1 tablespoon olive oil

1 tablespoon minced shallot

1 garlic clove, minced

2 cobs sweet corn, kernels cut from the cob

1 cup cherry tomatoes, halved 1/2 cup

1/2 cup Tieton Cider Works Wild Washington Apple cider

6 ounces crumbled blue cheese, divided

1/4 cup heavy cream

1/2 pound penne pasta

8 ounces grilled or hot smoked salmon

2 tablespoons chopped parsley

2 tablespoons, chopped basil

Bring a large pot of generously-salted water to the boil. Heat the olive oil in a large sauté pan over medium-high heat. Add the shallot and garlic. Sauté until just tender, 1-2 minutes. Add the corn and cook for another 2 minutes, then add the tomatoes. Sauté until the tomatoes warmed through but not falling apart. Remove the corn-tomato mixture from the pan and set aside.

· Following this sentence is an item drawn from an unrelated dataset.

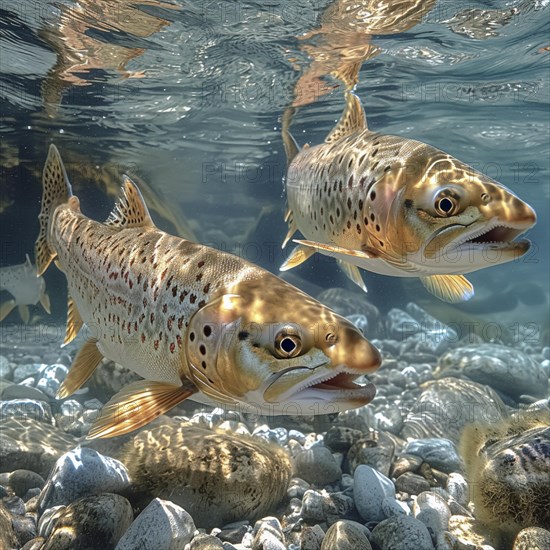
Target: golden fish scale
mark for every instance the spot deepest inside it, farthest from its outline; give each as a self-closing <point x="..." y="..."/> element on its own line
<point x="137" y="288"/>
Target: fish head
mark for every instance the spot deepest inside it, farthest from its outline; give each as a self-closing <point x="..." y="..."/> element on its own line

Add the cider to the pan and cook over high heat until reduced by half. Add all the blue cheese except for 4 tablespoons and the cream. Whisk to combine and cook until slightly thickened. Set aside. Cook the pasta until al dente. When the pasta is done, return the pan with the blue cheese sauce to the heat.

Cook over medium-high heat until hot. Add the corn-tomato mixture, the salmon and the pasta. Toss to coat. Stir in the parsley and basil. Transfer to a serving bowls and top with the remaining blue cheese. Serve immediately.